But optimism prevails. Negron ballparked 3-4 years before the reservoir would be complete. An “accelerated, aggressive timetable” is expected to direct water management officials through a series of deadlines over the next couple of years. A vastly shrunken reservoir footprint ensured that the acquisition of additional, privately owned land through swaps, purchases and early lease terminations will be necessary in order to meet standards of treatment and conveyance. But if the project is built according to law, the dynamic reservoir will turn over more then 4 times its static capacity, meaning the water will continually flow into and out of it.

The June 8 SFWMD meeting spun a different tale.

“You think you can store this water?…We are not going to destroy the EAA agriculture, billions of dollars, and build another lake, basically. You’re trying to build another half million acre lake. It is not going to happen.”  -Newton Cook 

SFWMD officials openly opposed the reservoir. In addition to Cook vowing it wouldn’t happen (and citing wildly inaccurate figures), Vice Chairman Jim Moran, furious that the U.S. Army Corps of Engineers ruled deep injection wells out of all Lake Okeechobee Watershed Project plans, introduced a resolution for the district to go it alone and independently create a plan to use them. Moran was joined by most of his fellow board members in positioning the wells as an alternative to the reservoir. His resolution passed unanimously, and Moran says the district can get Florida taxpayers to cover the costs.

A single public comment reminded the board that the use of deep injection wells had been rejected because permanent disposal of the water 3,000 feet below the surface does nothing to actively restore the ecosystem, and because concerns remain about its ecological impact.

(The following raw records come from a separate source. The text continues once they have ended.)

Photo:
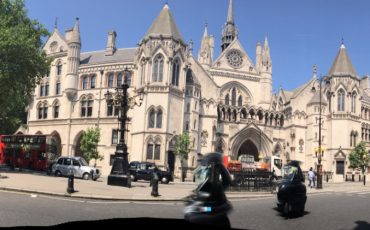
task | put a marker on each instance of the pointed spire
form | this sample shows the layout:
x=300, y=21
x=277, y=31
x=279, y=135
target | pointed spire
x=266, y=44
x=205, y=34
x=342, y=64
x=230, y=15
x=164, y=25
x=315, y=71
x=56, y=23
x=75, y=36
x=229, y=31
x=266, y=50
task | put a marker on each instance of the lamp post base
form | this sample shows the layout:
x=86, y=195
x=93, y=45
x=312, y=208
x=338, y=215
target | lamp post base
x=119, y=180
x=119, y=175
x=319, y=176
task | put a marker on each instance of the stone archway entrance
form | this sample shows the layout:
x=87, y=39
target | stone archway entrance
x=252, y=141
x=247, y=149
x=77, y=146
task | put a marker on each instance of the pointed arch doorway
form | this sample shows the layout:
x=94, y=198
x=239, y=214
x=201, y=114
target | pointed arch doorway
x=251, y=141
x=247, y=150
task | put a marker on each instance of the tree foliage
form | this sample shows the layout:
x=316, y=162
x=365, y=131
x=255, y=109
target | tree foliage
x=22, y=62
x=359, y=157
x=182, y=146
x=89, y=144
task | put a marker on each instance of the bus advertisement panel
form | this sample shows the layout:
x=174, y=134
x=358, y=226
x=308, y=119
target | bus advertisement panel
x=27, y=151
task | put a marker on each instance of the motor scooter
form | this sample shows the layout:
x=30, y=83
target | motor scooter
x=208, y=204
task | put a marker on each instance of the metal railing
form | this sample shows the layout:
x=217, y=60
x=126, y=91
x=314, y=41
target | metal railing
x=252, y=181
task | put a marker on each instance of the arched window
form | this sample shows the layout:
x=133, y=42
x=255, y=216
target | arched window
x=240, y=101
x=39, y=111
x=159, y=118
x=57, y=88
x=47, y=89
x=233, y=97
x=110, y=80
x=86, y=106
x=56, y=109
x=328, y=97
x=151, y=118
x=93, y=82
x=142, y=75
x=341, y=100
x=175, y=72
x=280, y=106
x=84, y=82
x=128, y=78
x=158, y=69
x=59, y=68
x=42, y=90
x=42, y=111
x=353, y=102
x=153, y=150
x=119, y=80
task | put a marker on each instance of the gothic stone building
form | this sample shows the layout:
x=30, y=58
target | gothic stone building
x=225, y=103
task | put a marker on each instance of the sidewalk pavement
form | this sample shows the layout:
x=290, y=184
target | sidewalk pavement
x=38, y=183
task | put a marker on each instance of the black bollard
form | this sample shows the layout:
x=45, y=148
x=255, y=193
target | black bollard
x=70, y=188
x=154, y=184
x=364, y=179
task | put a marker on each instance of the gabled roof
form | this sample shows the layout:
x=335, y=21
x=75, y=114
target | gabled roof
x=366, y=97
x=164, y=25
x=98, y=57
x=342, y=64
x=298, y=90
x=316, y=98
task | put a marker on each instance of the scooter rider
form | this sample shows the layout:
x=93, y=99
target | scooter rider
x=208, y=199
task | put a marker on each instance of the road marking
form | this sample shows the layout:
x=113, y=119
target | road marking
x=364, y=193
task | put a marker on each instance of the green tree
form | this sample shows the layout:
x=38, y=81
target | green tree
x=359, y=157
x=22, y=62
x=89, y=144
x=182, y=151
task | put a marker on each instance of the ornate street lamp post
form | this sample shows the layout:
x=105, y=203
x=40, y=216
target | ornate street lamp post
x=119, y=174
x=320, y=149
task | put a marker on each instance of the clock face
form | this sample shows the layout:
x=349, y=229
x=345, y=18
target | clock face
x=235, y=58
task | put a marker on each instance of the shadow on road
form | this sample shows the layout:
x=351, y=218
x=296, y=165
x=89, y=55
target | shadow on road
x=138, y=223
x=362, y=225
x=293, y=216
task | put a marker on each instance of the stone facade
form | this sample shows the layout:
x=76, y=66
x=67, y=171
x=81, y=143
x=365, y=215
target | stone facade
x=226, y=103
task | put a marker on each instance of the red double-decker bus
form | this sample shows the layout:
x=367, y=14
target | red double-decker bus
x=27, y=151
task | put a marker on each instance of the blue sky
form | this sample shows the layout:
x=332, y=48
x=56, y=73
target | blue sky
x=301, y=33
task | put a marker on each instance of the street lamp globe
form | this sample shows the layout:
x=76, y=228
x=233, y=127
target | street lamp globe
x=119, y=174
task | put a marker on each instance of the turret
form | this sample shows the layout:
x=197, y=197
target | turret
x=229, y=32
x=258, y=57
x=111, y=43
x=266, y=75
x=266, y=59
x=74, y=49
x=205, y=54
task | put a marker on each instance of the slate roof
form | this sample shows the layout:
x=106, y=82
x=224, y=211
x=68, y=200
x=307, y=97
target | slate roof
x=99, y=57
x=342, y=64
x=164, y=25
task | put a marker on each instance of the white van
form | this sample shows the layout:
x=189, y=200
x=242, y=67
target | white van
x=66, y=165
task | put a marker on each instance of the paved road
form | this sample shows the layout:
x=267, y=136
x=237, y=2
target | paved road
x=344, y=210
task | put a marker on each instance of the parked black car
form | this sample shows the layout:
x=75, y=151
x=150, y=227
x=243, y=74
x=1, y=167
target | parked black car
x=144, y=171
x=291, y=194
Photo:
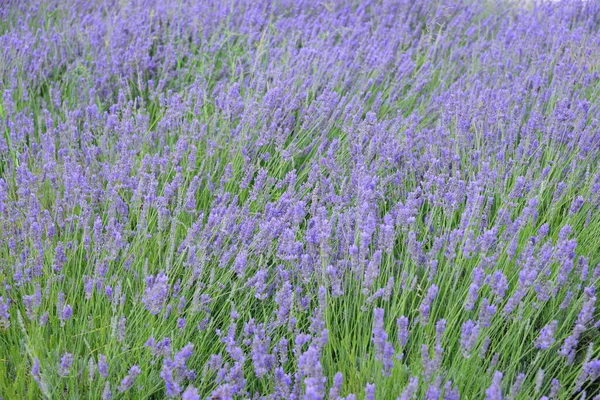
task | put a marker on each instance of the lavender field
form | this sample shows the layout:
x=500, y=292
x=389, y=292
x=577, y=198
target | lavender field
x=299, y=199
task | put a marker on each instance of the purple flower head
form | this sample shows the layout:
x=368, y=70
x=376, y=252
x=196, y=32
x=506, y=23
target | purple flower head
x=102, y=366
x=425, y=307
x=468, y=337
x=384, y=351
x=129, y=379
x=155, y=295
x=494, y=392
x=402, y=324
x=65, y=364
x=546, y=337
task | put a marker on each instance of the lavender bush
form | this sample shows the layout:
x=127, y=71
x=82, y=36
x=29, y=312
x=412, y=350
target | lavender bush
x=299, y=199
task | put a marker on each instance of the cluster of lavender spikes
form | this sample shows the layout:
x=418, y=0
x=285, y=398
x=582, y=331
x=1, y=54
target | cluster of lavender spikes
x=298, y=199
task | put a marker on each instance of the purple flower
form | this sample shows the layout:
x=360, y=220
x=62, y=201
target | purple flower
x=4, y=314
x=402, y=324
x=102, y=365
x=384, y=351
x=468, y=337
x=129, y=379
x=546, y=337
x=155, y=295
x=494, y=392
x=425, y=307
x=65, y=364
x=191, y=393
x=370, y=391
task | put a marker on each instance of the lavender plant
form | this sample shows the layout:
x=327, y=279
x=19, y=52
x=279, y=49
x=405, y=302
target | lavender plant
x=299, y=199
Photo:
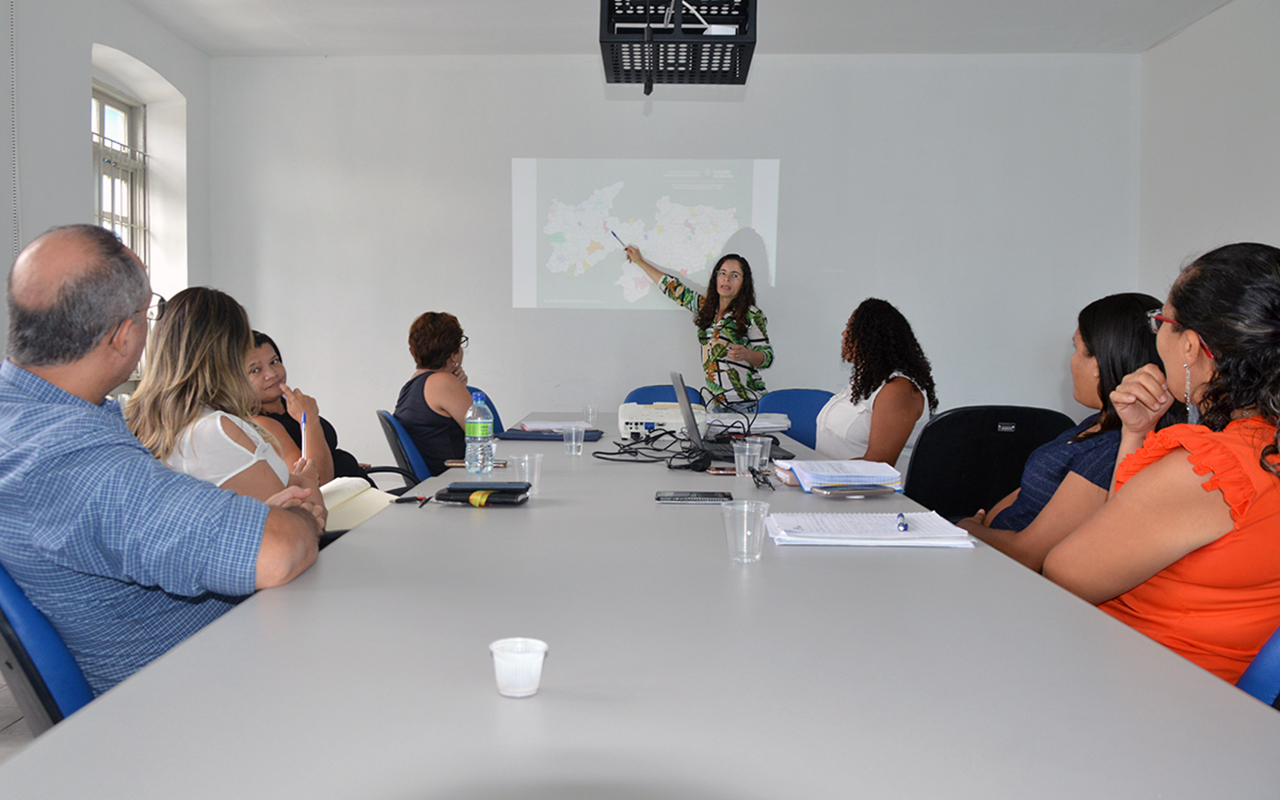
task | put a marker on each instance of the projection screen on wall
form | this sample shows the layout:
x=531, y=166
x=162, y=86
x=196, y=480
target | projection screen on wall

So will SFWMD obey legislators and stick to the schedule? General Counsel Brian Accardo felt compelled to publicly remind Moran that the district intended to follow the law and plan for the EEA reservoir as directed. He offered a glimmer of hope for transparency and integrity, pledging to publicize the district’s progress online. But the willingness of this agency to openly work against the public interest–and the law–is a glimpse into the challenge ahead of us to hold SFWMD accountable for the project.